Une partie de l’extrême gauche allemande a pris conscience de cet état de fait et a décidé d’adopter une position de durcissement à l’égard des migrants compte tenu du levier que représente cette problématique pour la mouvance nationaliste allemande.
Quant à la Syrie, l’échec de la politique occidentale dans son soutien aux organisations armées islamistes qui luttaient contre le régime d’Assad a fait perdre beaucoup de crédibilité à la prise de position élyséenne. Force supplétive des Etats-Unis dans cette région du monde, la France aura du mal à donner du sens à une démarche fiable pour trouver une alternative à la victoire des Russes et des forces gouvernementales syriennes sur le terrain. Cette obstination réduit la portée du discours de Macron à une bataille d’arrière garde non dénuée de sous-entendus.
Patrick Hegly
- Alain Bihr, Le premier âge du capitalisme, L’expansion européenne, tome 1, Paris, Syllepse ED, 2018.

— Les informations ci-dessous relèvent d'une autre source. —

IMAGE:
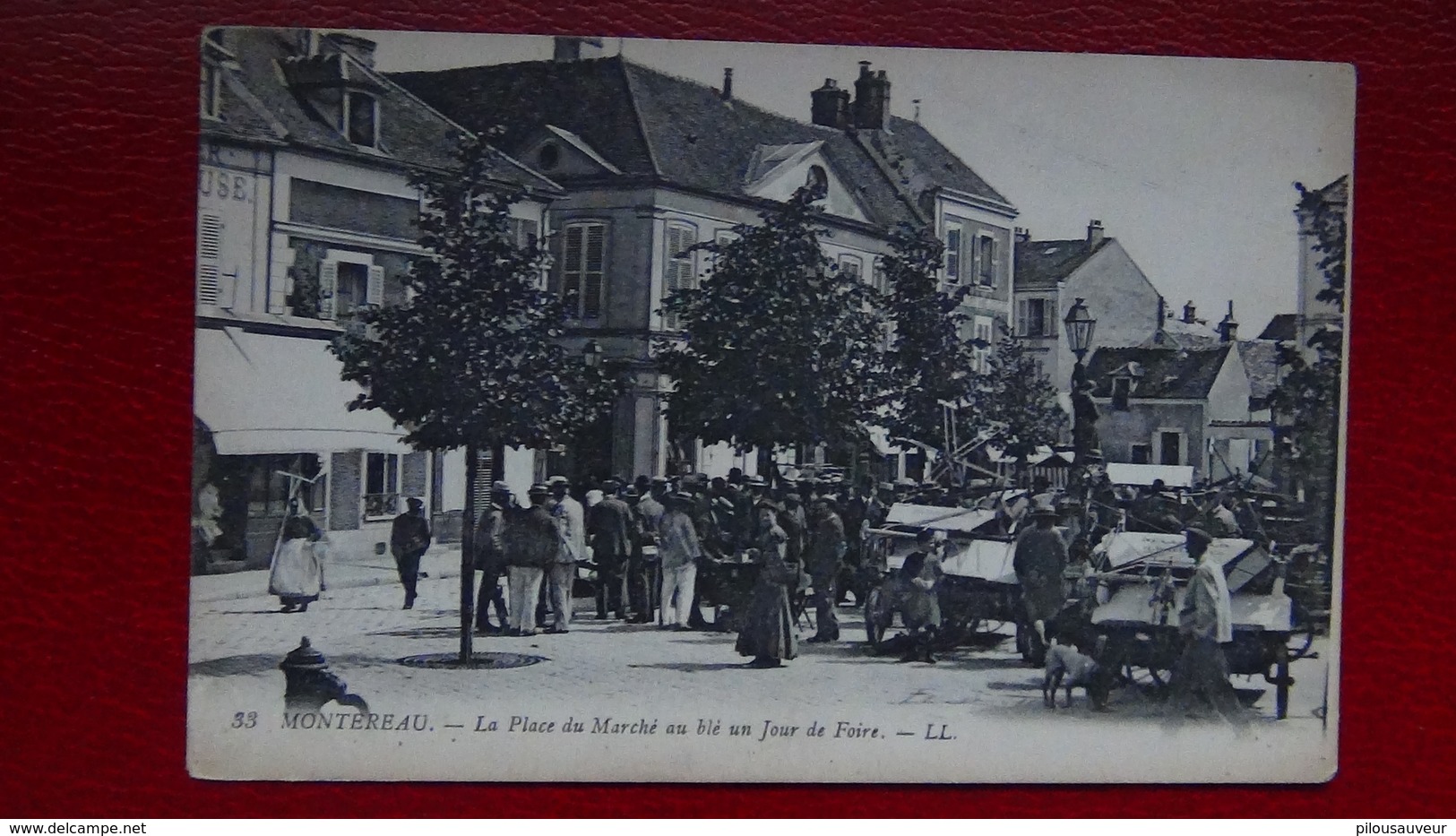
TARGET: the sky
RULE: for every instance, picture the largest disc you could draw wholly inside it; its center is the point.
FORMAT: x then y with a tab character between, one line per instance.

- La guerre asymétrique » signifie que le groupe le plus puissant, usant d’une puissance militaire écrasante, remporte la victoire dans une première phase conduite de façon traditionnelle, mais que le groupe le plus faible continue la lutte, en se servant de tactiques non conventionnelles comme le terrorisme. Ainsi se prolonge le conflit, sans distinction entre les combattants et les non-combattants.
- Georges-Henri Soutou, La guerre froide, 1943-1990, Paris, 2011.
- Qiao Liang et Wang Xiangsui, La guerre hors limites, Paris, Payot et rivages, 2003.